0

I bought a 24-core processor (AMD Ryzen Threadripper 2970WX) for CPU-intensive workloads like converting large media files and rendering video effects. But it generally uses only 35-55% of the total capacity, even when doing large multi-core jobs over many hours, such as:

  • Rendering video effects with Premiere Pro (with or without graphics acceleration enabled)
  • Exporting a huge file with Adobe Media Encoder (with or without graphics acceleration enabled)
  • Converting a huge video file with Handbrake

Below are screenshots taken from Process Explorer and Core Temp while converting a huge video file with Handbrake.exe. By hovering over the individual core histograms, I can see that Handbrake.exe is the main consumer of every core, but it seems to be limited to about 33-34% usage (that said, a few minutes ago it seemed to increase to 40% usage per-core for Handbrake, for a while, so it's not completely consistent).

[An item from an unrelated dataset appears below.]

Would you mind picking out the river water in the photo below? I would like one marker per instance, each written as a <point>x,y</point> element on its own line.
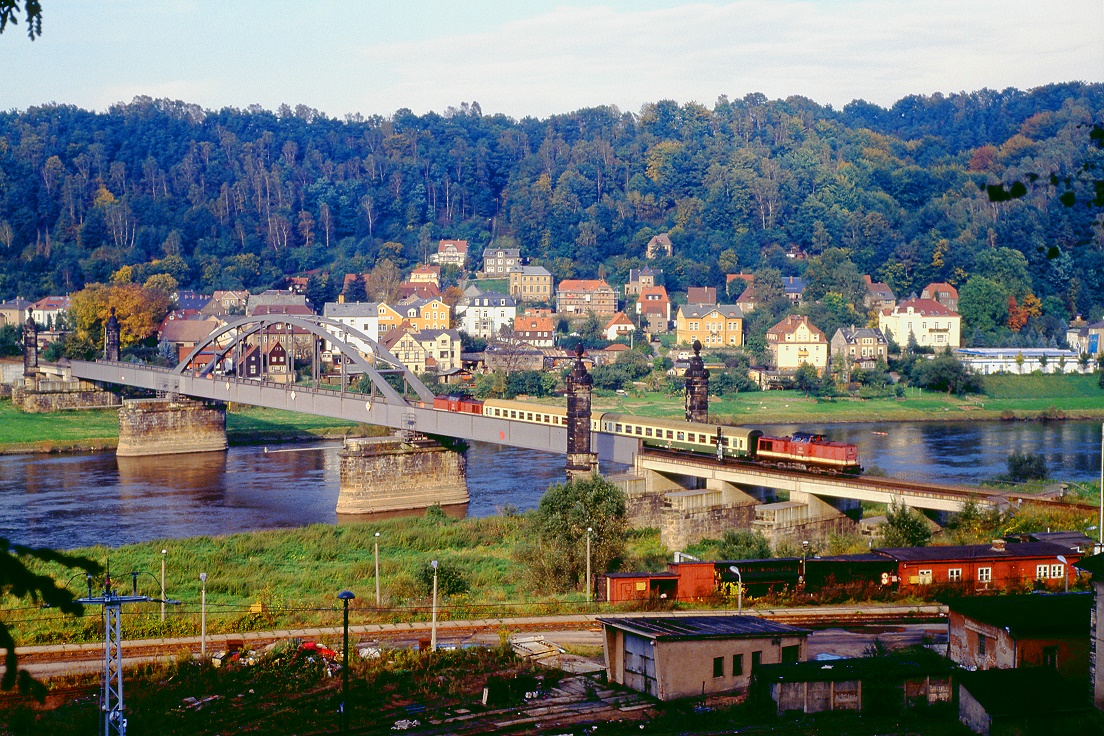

The same is true when using Adobe Media Encoder or Premiere Pro to do a large render job. Process Explorer looks about the same.

Is my CPU being under-utilised, and what can I do to un-throttle it if so? Or is it just something to do with how Process Explorer presents the information, and in reality I'm using the full capacity? I don't know much about CPUs, I just want to make sure I'm getting my money's worth!

I considered whether it could be thermal throttling, but Core Temp (2nd screenshot) shows the temperature hovering around 40°C, which doesn't seem high to me.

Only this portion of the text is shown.